Education is not a requirement to work in QA.

"While a college degree in game design, software engineering, and computer science is always a plus, most studios and quality assurance agencies recruit applicants with minimal education," says Adam Rush, quality assurance manager at Keywords Studios.


“However, QA is becoming an increasingly sought-after area of the gaming industry, and knowledge related to the industry will help you. As a tester's job as a quality control engineer becomes more technical, traditional formal education such as game development, computer science, and math is highly valued but rarely a demanding requirement. You often learn as you go, ”says O'Neill.

“The new thing is professional quality assurance training such as the ISTQB [International Software Testing Qualification Board] series of certifications. They demonstrate skill in the craft and that you take QA seriously. ”

More and more companies are asking candidates for a basic ISTQ certification

B for work. It's cool and it certainly gives you the basics of software testing principles, but I don't think it should be a requirement, especially for junior positions, and its absence, in my opinion, is not a reason not to hire a person for the position.


I think this is a higher level QA requirement, so it's worth studying, especially since the curriculum is available online. As part of your professional career, many companies are happy for you to pass career guidance exams.
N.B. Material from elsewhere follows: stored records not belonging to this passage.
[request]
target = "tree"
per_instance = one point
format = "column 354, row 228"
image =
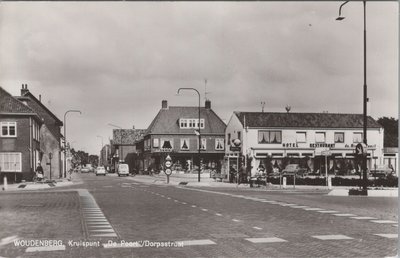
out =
column 391, row 127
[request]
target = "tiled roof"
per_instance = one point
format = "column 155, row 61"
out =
column 305, row 120
column 9, row 104
column 127, row 136
column 167, row 121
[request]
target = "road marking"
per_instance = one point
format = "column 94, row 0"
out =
column 388, row 235
column 103, row 230
column 313, row 209
column 332, row 237
column 8, row 240
column 328, row 211
column 45, row 248
column 363, row 218
column 196, row 242
column 384, row 221
column 345, row 215
column 265, row 240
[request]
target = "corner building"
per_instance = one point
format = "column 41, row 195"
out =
column 275, row 140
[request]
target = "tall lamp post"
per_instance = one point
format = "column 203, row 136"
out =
column 65, row 138
column 120, row 129
column 101, row 151
column 365, row 99
column 198, row 124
Even basic programming skills are useful for testers in reading and understanding code. There is a wealth of knowledge to be gained from online courses, be it free tutorials on YouTube or paid courses on portals like Udemy. They may not lead to formal qualifications, but they will help you gain knowledge.

Ways to become a tester

You can find QA vacancies on sites that write about development [the same and Gamasutra] and directly on the sites of local developers. Many employers prefer to hire someone with experience in this field, but how do you get a position when you don't know how? Failbetter Games Chief Quality Assurance Officer Leslieann White offers a simple solution:

“Apply for an internship to gain work experience. Not necessarily in the gaming industry, you can even in another similar company.

Making your own games and learning about different tools and technologies will also give you an edge.

Build a portfolio where you can showcase your knowledge of game design and programming. Start a blog where you write about development processes and stages, debugging and fixing errors. Learn about the different game engines: Unity, Unreal, and GameMaker have free versions. While you are testing builds of games, at the same time you will be testing the game engine. Therefore, everything is interconnected here.

Explore useful tools. I'm not just talking about testing tools like TestRail or Charles, Jira proxy, but tools used by the development team like Visual Studio, Git, Ink, Twine, Blender, 3DS Max, and so on. Most have free, trial, or educational versions. ”


White also advises to investigate, search for bugs, and report them with a real-world example. Do not spam, because you can be banned, but adequately report to support. The best place to look for them is in MMOs.

Finally, join the online tester communities. You may meet other testers who are usually very happy to offer help or advise what to read. Sometimes there are even opportunities to help test software applications. It will also help you gain experience. ”

We will tell you about the qualities of good testers, misconceptions about the profession and tips for beginners in the second article.

The Topic of Article: How to become a video game tester? Part one.